When they first meet, Ruth Martin holds out her hand, friendly as you please, and says (it would be innocuous to anyone else) “hello, Clarice”. There’s the barest pause, and the faintest shadow passes over Breeds’s face, as you recognize it as a PTSD trigger for her. It’s a gorgeous human moment, it passes, and she gets to work.
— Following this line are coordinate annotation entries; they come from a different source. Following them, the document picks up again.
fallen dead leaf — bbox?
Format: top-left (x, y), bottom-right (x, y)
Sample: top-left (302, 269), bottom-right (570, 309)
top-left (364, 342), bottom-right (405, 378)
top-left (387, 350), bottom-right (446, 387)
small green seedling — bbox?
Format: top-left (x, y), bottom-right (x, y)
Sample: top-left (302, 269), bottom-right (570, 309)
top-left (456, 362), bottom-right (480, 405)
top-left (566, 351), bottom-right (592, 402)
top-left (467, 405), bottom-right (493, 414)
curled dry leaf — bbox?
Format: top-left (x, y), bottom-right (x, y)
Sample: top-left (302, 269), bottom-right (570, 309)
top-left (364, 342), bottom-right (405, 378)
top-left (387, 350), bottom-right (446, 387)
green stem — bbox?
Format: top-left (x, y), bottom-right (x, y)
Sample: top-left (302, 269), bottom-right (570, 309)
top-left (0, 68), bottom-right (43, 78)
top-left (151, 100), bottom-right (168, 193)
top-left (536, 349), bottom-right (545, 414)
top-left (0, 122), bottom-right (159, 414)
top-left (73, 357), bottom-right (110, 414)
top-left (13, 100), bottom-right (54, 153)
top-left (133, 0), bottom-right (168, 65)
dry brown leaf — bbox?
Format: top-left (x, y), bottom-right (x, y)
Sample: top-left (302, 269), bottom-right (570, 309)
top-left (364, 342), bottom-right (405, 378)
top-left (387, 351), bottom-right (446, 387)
Michael Cudlitz is already on the task force as Paul Krendler, who is consistently a jerk in the films and the books, and Cudlitz does a good job of portraying Unpleasant Middle-Aged White Guy. He’s not interested in Starling’s expertise at all, or even in her being there. As far as he’s concerned, her function is to smile pretty for the cameras since Ruth Martin wants her to, and to say what he wants her to say. Further unpleasantness comes when you discover he’s been talking to Starling’s therapist (I wonder if it is okay for government shrinks to talk to government bosses in this way, otherwise it seems wicked unethical), and both of them have already decided she’s unstable.
How stable Starling is or isn’t doesn’t affect her ability to get the job done, especially with the help of fellow task force agent Tomas Esquivel (Lucca De Oliveira). It was also great to see her friend Ardelia Mapp, played here by Devyn A. Tyler, and sassier than she ever got to be in the film (book-Ardelia was way more likely to have a scrapbook of “People I’m Sending To Hell” than movie-Ardelia got the screen time for). And it looks like Catherine Martin (Marnee Carpenter) will be a major player in the series. She’s definitely not doing well, though it is good to see that whatever her trauma (and it looks extensive), one thing she is not doing is taking it out on Precious, Buffalo Bill’s poodle that she insisted on taking home with her after they got them both out of the pit. Precious looks like the least traumatised one of the lot of them.
So yes, I thought Clarice was terrific, and yes, it is entirely possible for her to have her own story independent of the H word, and yes, I still want Season 4 of the H word. They don’t have to be mutually exclusive, and we should be able to have a series with a strong female lead, especially now. If you think about it, Clarice the show has the same problem that Clarice the person has—she’s fighting to be taken seriously in a male-dominated field. Give her a real chance, folks. She’s worth it.